Verrmisse auch den Michelin Wild grip'r advanced. Hätte meiner Meinung nach perfekt zum Konzept gepasst.
Die aggressiven Auwahlen passen für mich auch allesamt eher zu einem Enduro als zu unserem Lieblingstrailbike. 90% der hier aktiven sollten denke ich mit der Allroundmischung noch weit von ihrem Grenzbereich entfernt sein, in den sie sich selbst begeben würden.
Da auch nicht alle hier mit dem Auto zu Ihrem Trail fahren sondern sicher viele Asphaltpassagen mit einrechnen müssen, ist der Rollwiderstand auch sicher ein Kriterium.

Denke aber auch dass die Reifen das geringste Problem darstallen und eh nach einer vollen Saison durch sein eigenes Lieblingspaar ersetzt werden dürften.

Gruss


----------



## Piefke (14. Dezember 2014)

Wenn ich hier lese, dass Semislicks vorgeschlagen werden und ein NN oder Ardent als zu heftig bezeichnet werden, dann frage ich mich, was manche unter "Trail fahren" verstehen. Trail ist für manche wahrscheinlich jeder (befestigte) Waldweg.
Trail ballern soll Spaß machen und da brauch ich Reifen, die mir Sicherheit vermitteln und nicht ständig wegrutschen. Und ich fahre auch nicht nur bei schönem Wetter.


----------



## imfluss (14. Dezember 2014)

Im Zweifel Grip > RW. Wäre für Ardent 2.4/Slaughter 2.3


----------



## nuts (14. Dezember 2014)

Die Preise von Specialized Reifen sind (OEM) überhaupt nicht attraktiv, deshalb sind sie hier nicht dabei, auch wenn die Reifen was taugen. Michelin wäre auch interessant gewesen, richtig. Denke insgesamt haben wir aber dennoch eine ganz gute Auswahl.

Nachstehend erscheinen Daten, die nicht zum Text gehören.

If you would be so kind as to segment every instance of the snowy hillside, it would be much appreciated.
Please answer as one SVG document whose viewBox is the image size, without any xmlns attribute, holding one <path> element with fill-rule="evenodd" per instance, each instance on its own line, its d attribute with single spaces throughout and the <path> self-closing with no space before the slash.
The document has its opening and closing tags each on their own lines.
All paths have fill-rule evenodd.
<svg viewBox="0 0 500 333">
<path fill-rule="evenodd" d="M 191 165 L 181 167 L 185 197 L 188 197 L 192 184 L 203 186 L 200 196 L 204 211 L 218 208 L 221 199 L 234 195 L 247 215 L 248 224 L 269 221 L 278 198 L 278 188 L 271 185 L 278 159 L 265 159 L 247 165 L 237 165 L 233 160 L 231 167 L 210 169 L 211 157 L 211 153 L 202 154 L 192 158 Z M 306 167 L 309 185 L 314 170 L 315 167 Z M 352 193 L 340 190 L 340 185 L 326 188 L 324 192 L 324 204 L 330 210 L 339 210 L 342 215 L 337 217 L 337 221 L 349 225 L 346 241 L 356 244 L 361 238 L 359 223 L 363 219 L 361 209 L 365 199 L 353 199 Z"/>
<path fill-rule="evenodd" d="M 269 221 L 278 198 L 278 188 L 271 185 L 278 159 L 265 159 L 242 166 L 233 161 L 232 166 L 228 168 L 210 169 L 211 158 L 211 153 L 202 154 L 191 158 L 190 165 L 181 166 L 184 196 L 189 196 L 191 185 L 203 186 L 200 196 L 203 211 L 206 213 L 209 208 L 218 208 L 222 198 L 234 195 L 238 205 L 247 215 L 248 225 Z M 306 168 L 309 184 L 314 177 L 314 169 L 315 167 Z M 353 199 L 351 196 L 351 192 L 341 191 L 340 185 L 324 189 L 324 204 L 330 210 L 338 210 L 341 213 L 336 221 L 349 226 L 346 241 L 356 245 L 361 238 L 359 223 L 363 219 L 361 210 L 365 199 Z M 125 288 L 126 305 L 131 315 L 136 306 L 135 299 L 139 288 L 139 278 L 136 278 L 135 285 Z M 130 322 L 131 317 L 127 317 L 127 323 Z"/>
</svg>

@Piefke Semislicks (am Hinterrad) haben meiner Meinung nach nichts mit Waldwegen zu tun. Würde behaupten: Das ist eine Fahrstil- und Vorliebenfrage. Aber ich gebe Dir Recht, NN und Ardent sind auch mir, der ein Fan von glatten/runden Hinterreifen ist, eindeutig glatt/rund genug.


----------



## nuts (14. Dezember 2014)

HellDriverChris schrieb:


> ....und beim Testride in Finale kam vorne sogar ein SuperGravity Vertstar zum Einsatz. Verstehe ich auch nicht. Aber die Mehrheit ist hier ja nicht bereit 100g und Rollwiderstand zu sparen. Die Mehrheit auf den Trails wäre damit aber deutlich besser unterwegs.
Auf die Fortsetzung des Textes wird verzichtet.